Reference counted containers prototype

deadalnix deadalnix at gmail.com
Tue Dec 27 03:32:01 PST 2011


Le 26/12/2011 18:25, Andrei Alexandrescu a écrit :
> Hello,
>
>
> I've been playing with a new approach to reference counting, in
> particular for the containers library.
>
> A small prototype is at http://pastebin.com/WnSQY1Jw. The prototype
> features a simple doubly-linked list implementation DListImpl. That is
> not supposed to be manipulated directly (or it might, in case the user
> wants a simple garbage collected implementation - this is a point in the
> discussion).
>
> DListImpl has only a couple of primitives implemented. The only
> interesting points that it tries to make are:
>
> (a) the presence of the dispose() primitive, which deallocates all
> memory and brings the object back to its .init state
>
> (b) the presence of the dup() primitive, which creates a full-blown
> duplicate of the object.
>
> The interesting part of the sample is RefImpl, which has a couple of
> quite interesting details:
>
> (a) All interaction with the held object is done via opDispatch.
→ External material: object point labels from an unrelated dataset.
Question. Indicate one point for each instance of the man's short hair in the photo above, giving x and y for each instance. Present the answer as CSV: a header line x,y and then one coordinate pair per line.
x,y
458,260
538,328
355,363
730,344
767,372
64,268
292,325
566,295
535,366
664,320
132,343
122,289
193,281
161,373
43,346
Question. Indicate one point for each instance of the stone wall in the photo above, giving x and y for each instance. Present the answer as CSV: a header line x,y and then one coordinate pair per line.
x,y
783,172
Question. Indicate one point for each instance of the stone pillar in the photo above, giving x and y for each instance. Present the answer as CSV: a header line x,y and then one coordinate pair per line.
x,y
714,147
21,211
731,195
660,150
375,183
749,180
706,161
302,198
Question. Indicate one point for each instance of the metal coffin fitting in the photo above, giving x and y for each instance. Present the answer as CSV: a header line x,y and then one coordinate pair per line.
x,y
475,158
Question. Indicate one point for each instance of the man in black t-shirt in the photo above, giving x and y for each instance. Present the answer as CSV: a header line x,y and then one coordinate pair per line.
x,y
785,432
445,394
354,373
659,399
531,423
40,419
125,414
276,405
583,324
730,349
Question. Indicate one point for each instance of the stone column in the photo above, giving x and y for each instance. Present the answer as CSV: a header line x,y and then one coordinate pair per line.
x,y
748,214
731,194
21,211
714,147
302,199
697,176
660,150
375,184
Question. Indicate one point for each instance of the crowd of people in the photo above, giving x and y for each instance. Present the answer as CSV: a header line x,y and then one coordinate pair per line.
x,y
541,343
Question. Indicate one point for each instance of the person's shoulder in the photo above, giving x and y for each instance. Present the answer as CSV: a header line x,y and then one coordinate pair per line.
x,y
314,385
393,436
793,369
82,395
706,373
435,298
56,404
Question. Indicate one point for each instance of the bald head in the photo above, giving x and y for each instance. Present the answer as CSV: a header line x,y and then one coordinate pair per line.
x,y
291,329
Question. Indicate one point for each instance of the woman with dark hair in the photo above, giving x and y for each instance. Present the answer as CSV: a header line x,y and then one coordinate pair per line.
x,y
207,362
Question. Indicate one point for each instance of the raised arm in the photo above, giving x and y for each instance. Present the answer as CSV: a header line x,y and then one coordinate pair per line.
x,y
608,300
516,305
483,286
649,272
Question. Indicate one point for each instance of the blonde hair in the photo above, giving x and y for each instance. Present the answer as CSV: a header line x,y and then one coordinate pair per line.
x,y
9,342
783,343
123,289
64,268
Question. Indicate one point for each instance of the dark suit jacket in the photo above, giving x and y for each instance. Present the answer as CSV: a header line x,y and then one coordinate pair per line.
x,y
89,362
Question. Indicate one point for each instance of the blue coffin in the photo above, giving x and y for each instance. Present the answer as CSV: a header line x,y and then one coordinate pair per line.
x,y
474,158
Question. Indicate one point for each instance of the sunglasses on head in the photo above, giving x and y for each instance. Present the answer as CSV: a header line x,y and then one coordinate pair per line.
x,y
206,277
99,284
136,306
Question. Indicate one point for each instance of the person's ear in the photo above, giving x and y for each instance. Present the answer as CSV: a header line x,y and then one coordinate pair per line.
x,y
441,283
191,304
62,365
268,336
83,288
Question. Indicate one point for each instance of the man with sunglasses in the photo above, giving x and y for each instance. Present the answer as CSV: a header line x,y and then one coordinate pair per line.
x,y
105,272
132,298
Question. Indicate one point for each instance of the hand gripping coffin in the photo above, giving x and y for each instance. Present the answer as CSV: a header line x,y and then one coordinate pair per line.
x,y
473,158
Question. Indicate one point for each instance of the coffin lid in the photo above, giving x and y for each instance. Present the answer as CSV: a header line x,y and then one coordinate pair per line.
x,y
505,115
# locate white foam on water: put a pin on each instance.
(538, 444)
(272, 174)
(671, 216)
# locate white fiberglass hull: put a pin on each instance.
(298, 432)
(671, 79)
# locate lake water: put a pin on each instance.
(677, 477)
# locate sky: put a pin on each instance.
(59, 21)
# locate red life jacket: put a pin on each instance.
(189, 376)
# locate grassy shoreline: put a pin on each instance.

In fact
> opDispatch can be engineered to statically enforce no reference to the
> held object escapes.
>
> (b) A const/immutable call against a non-existing is silently converted
> into a call against a default-initialized object.
>
> (c) If a call works and returns the same type for a non-const and a
> const object, then the const version is preferred. This is to reduce the
> number of calls to ensureUnique().
>
> Destroy.
>
> Andrei

The first thing that I see looking at the source code is how many null 
check you'll find in RefCounted . As the RefCounted struct is useless 
without a payload, we should ensure that the payload exists, in all 
cases, and not null check at every operation.